Oracle provides a number of references for using the COPY_DATA and CREATE_EXTERNAL_TABLE subprograms to load data into an Autonomous Database. Nilay Panchal has one I’ve used more than once, “So you have your CSV, TSV, and JSON data lying in your Oracle Cloud Object Store. How do you get it over into your Autonomous Database?

But… fixed width? Why no fixed width?

Fixed width seems like a no-brainer, but I looked and… didn’t find anything. I found lots of documentation and examples for loading CSV files and of course the Oracle documentation for DBMS_CLOUD itself.
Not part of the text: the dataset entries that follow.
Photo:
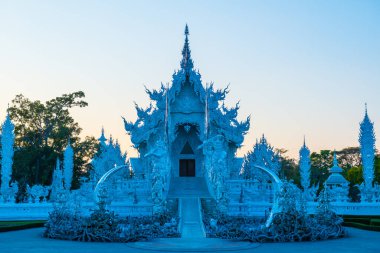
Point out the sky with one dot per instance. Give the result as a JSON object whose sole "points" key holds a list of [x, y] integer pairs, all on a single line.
{"points": [[299, 68]]}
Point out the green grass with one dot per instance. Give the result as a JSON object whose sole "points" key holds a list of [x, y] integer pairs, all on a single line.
{"points": [[6, 226], [365, 222]]}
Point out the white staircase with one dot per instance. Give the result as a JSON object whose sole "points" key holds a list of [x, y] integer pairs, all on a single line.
{"points": [[191, 221], [184, 187], [189, 190]]}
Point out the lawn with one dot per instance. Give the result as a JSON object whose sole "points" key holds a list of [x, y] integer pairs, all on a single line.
{"points": [[6, 226]]}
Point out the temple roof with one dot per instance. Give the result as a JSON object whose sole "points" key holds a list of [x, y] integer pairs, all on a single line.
{"points": [[336, 176], [152, 119]]}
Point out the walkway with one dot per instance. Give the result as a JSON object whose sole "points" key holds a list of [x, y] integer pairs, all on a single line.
{"points": [[31, 241], [191, 223]]}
But those documents mostly end with an example of how to process CSV and then link to the Loader Access driver specification.

Needless to say, I tried a variety of things that I thought would work since they worked in an external table definition, but didn’t, namely, RECORDS FIXED. An Oracle contact indicated that fixed-width files are not supported by DBMS_CLOUD. It looked like the file would need to be loaded as a single, long field, then processed with SUBSTR in SQL.

Convinced that wasn’t the final-final answer, I did some poking and prodding at the interface and present The Definitive (and perhaps only) Guide to Loading Fixed-Width Data Into an Autonomous Database using DBMS_CLOUD.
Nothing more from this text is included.